Axwell Hall, Tyne And Wear
Nestled alongside the River Derwent is Axwell Park. At its heart is a Grade II listed mansion that casts the mind back to another time with its handsome Palladian façade and peaceful parkland surroundings. Originally belonging to the Clavering family, Axwell Park is one of the jewels in Tyne and Wear’s architectural crown but it sadly stood empty in a state of deterioration for many years until developers acquired the property in 2006. Despite the obvious signs of neglect on the building there is still a feeling of grandeur as you approach the property along its tree-lined avenue, the kind of driveway that builds your excitement the further down it you go.
Gibside Hall, Tyne And Wear
Amongst the Derwent Valley’s peaks and slopes sits the country estate of Gibside Hall. The former family home of the Bowes-Lyon clan, this Jacobean mansion which is famous for its chapel and grounds has stood empty since the 1920s and now sits a shell on the estate. One look at the sprawling architecture and its rural Northeast backdrop is enough to conjure images of how grand this abode once was. The best way to observe the Hall and get a sense of its former grandeur is on the approach, when you see this historical National Trust treasure get ever closer as you come up its long, teasing driveway.

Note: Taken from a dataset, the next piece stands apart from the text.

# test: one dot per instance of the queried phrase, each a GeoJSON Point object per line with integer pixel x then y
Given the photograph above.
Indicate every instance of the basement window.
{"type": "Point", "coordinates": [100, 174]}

Hylton Castle, Tyne And Wear
In the sprawling rural landscape of Sunderland stands a ruined stone castle, built on the foundations of the original wooden castle which was constructed on the site shortly after the Norman Conquest. The stone structure appeared in the late 14th century and was later Gothicised. Acquired by several new owners since the 19th century, the castle is now owned by English Heritage and some of its outbuildings (like its chapel) are Grade I listed whilst the park’s grounds are maintained by a community organisation. Despite being abandoned and technically classed as a “ruin” Hylton Castle remains as breath-taking as ever.The stunning winding driveway breaks through the wooded surround andis the perfect vantage point to give an unspoiled view of the property.
Whilst the buildings themselves are the focal points and their surroundings act as frames, it is the driveways that lead the eye and mind to these stately homes that really create the all-important first impression.